Menteri Koordinator Bidang Pemberdayaan Masyarakat (Menko PM) Abdul Muhaimin Iskandar dalam kegiatan Satu Tahun Perjalanan Program Sekolah Rakyat: Capaian Strategis dan Sinergi Keberlanjutan di Kantor Kemenko PM (Foto: Habib/Katakini.com)
JAKARTA - Menteri Koordinator Bidang Pemberdayaan Masyarakat (Menko PM) Abdul Muhaimin Iskandar mendorong para lulusan Sekolah Rakyat untuk tidak sekadar lulus, tetapi mampu menjadi agen pemberdayaan di tengah masyarakat.
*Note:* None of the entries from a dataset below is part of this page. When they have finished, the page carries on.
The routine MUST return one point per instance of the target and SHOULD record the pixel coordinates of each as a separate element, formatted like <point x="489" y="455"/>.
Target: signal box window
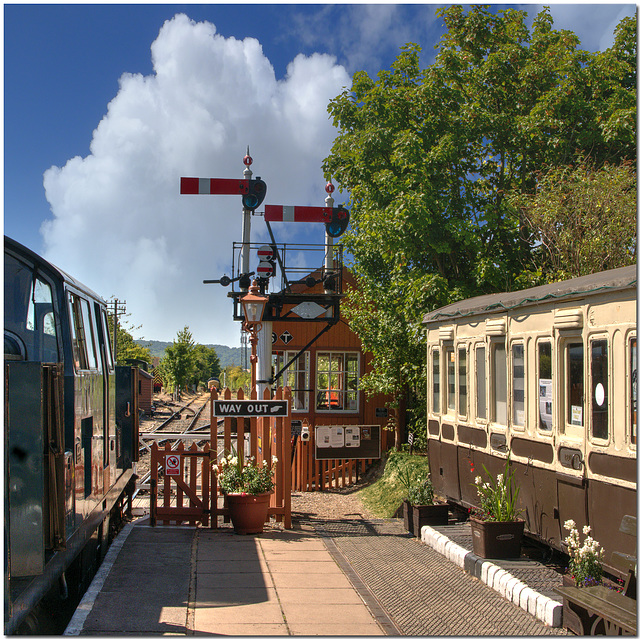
<point x="545" y="387"/>
<point x="517" y="373"/>
<point x="599" y="389"/>
<point x="499" y="393"/>
<point x="337" y="378"/>
<point x="481" y="383"/>
<point x="462" y="382"/>
<point x="435" y="367"/>
<point x="296" y="377"/>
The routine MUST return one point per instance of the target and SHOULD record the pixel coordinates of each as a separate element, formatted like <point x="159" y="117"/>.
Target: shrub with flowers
<point x="498" y="495"/>
<point x="236" y="475"/>
<point x="584" y="561"/>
Ia menilai langkah ini merupakan bagian dari visi strategis pemerintah untuk memutus mata rantai kemiskinan melalui jalur pendidikan yang efektif dan tepat sasaran.
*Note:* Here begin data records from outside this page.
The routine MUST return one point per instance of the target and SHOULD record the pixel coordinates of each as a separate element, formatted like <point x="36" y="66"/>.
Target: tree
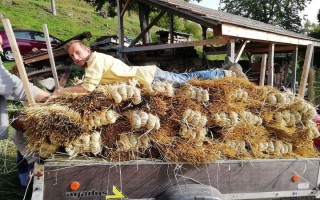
<point x="282" y="13"/>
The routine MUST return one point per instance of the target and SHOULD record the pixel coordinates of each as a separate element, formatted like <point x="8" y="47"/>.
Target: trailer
<point x="84" y="178"/>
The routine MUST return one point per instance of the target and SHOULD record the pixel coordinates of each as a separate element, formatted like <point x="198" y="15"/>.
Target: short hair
<point x="69" y="44"/>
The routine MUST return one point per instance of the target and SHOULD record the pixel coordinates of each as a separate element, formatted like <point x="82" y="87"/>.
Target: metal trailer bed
<point x="141" y="179"/>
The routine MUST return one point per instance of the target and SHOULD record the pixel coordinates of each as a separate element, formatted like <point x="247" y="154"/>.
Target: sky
<point x="311" y="10"/>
Hal tersebut disampaikan pria yang akrab disapa Cak Imin dalam acara peringatan Satu Tahun Perjalanan Program Sekolah Rakyat di Kantor Kemenko PM, Jakarta, pada Rabu (29/4/2026).
"Siswa yang berbakat akan terus diberi akses yang memadai. Siswa yang memiliki kapasitas untuk menjadi ilmuwan juga tersalurkan dengan baik, karena yang mengambil profesi-profesi tertentu juga disiapkan dengan sempurna," kata Menko PM.
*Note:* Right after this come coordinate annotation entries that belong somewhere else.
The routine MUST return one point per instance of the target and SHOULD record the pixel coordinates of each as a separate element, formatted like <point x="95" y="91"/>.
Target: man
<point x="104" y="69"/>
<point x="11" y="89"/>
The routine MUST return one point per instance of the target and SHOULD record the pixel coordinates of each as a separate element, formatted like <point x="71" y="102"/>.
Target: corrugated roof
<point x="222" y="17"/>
Ia mengatakan bahwa program yang menjadi inisiatif langsung Presiden ini telah menunjukkan prestasi luar biasa dengan menjangkau jutaan siswa dari keluarga prasejahtera di seluruh penjuru Indonesia
Hingga saat ini, lanjut Cak Imin, tercatat sebanyak 166 Sekolah Rakyat telah beroperasi di 34 provinsi dengan total 14.936 siswa dari keluarga miskin yang telah menikmati fasilitas pendidikan tersebut.
"Sekolah Rakyat harus menjadi game changer yang terus meningkatkan kesejahteraan masyarakat," katanya.
Lebih lanjut, Cak Imin berharap seluruh institusi pendidikan di Indonesia dapat mengadopsi paradigma pemberdayaan agar para lulusannya memiliki kualitas profesionalitas yang mampu terhubung langsung dengan pasar kerja, dunia usaha, hingga profesi-profesi strategis.
"Agar seluruh sistem pendidikan di tanah air kita benar-benar mempertimbangkan paradigma pemberdayaan di dalam lulusan-lulusan sistem pendidikan juga," ujarnya.